Здесь речь пойдёт о бережном отношении к врагу. Этому учит история как древнейших, так и новейших времён.
Где-то полторы тысячи лет назад после двухмесячной персидской осады пала византийская пограничная крепость Амида в верховьях Тигра, прозванная Чёрной за стены, сложенные из тёмного базальта. Толщиной около трёх метров и высотой двенадцать, укреплённые восемью десятками башен, длиннее всех прочих фортификационных сооружений мира, кроме разве что Великой Китайской стены. Взять эти стены штурмом не удавалось никак и никому.
Город пал лишь после того, как осаждающие нашли плохо засыпанный подземный ход, а монахи, охранявшие внутренний его конец, заснули с перепою. Так — неудачно для византийцев — началась первая в шестом веке война.

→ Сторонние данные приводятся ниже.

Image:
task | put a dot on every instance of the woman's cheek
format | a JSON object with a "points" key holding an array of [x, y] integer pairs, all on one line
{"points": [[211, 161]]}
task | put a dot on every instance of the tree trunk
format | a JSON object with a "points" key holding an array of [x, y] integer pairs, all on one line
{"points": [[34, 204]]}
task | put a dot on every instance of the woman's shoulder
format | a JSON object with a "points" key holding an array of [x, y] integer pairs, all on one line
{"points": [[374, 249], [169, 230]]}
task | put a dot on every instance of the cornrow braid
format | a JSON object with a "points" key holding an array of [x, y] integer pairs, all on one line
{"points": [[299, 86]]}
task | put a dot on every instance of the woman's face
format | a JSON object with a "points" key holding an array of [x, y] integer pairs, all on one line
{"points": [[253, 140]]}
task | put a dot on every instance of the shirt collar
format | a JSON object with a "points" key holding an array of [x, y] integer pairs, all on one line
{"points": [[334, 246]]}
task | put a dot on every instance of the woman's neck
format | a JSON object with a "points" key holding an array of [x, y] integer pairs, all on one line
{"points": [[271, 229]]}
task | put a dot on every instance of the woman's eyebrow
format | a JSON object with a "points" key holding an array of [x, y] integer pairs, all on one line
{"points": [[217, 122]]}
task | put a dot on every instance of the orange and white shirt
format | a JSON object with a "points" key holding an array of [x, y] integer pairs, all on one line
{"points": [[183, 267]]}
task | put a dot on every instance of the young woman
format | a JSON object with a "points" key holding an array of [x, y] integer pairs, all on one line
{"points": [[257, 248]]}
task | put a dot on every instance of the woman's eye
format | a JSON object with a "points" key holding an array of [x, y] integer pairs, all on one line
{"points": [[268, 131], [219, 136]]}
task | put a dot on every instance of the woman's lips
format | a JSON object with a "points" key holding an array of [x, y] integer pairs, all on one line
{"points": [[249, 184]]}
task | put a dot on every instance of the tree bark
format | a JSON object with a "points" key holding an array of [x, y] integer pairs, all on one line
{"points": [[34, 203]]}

Но далеко не последняя.
Две величайшие державы тогдашнего мира более столетия разоряли огромные пространства Ближнего Востока и обескровливали друг друга. В конце концов, в первой половине седьмого века Восточная Римская империя одержала окончательную победу над Персией. Но победа Византии оказалась более чем пирровой. Падение Персии создало на громадных пространствах вакуум власти. В него ринулся с юга новый враг. Арабские кочевники, воодушевлённые новой религией — исламом, гнали ромеев вплоть до стен Константинополя.
Новое противостояние — с переменным успехом — растянулось на восемь веков. Завершили его уже не арабы, а исламизированные ими турки. Несколькими волнами они вливались в Малую Азию с Востока уже с середины одиннадцатого века. Их экспансия совпала с окончательным разрывом между двумя христианскими церквями Рима и Константинополя.
Византия перестала существовать в тысяча четыреста пятьдесят третьем. Но если бы не разгром Персии в своё время и неразрывно с ним связанное ослабление Византии — вряд ли исламский халифат смог бы так развернуться.
А если бы не взятие христианского Константинополя на копьё теми же крестоносцами с Запада, едва ли можно было ожидать от турок такого могущества на Востоке.
Упадок Византии привёл к вторжению турок в Европу и их четырёхвековому господству на Балканах. Столетия прошли в непрекращающихся войнах с Австрией, Польшей, затем — Россией. Восстания против турецкого засилья стоили сотни тысяч жизней грекам, албанцам, славянам, румынам и другим народам.
Так что даже злейшего врага иной раз приходится терпеть. Иначе освободившаяся политическая валентность может насытиться чем-нибудь несравненно более жестоким.
Ранее российским политикам был крайне неугоден Шеварднадзе, поскольку нам не нравились его половинчатость, его шашни с Америкой, да мало ли ещё что.
Но пока он возглавлял Грузию и выступал против нас, Россия автоматически оказывалась потенциальным благодетелем для любого его оппонента. И вот он, в том числе и усилиями России, ушёл — и кто хлынул в образовавшийся вакуум? На место умеренного и осторожного Шеварднадзе явился пассионарный радикал Саакашвили.
Вообще, как показывает опыт тех же греко-персидских войн, проблема заполнения политического вакуума зачастую жизненно важна. Поэтому иной раз врага не только можно, но и нужно пощадить. Не обязательно в надежде на то, что сам он если и не превратится в друга, то по крайней мере перестанет быть помехой (вчерашний враг может стать сегодняшним покупателем и завтрашним союзником). Но хотя бы до тех пор, пока не найдётся приемлемая замена.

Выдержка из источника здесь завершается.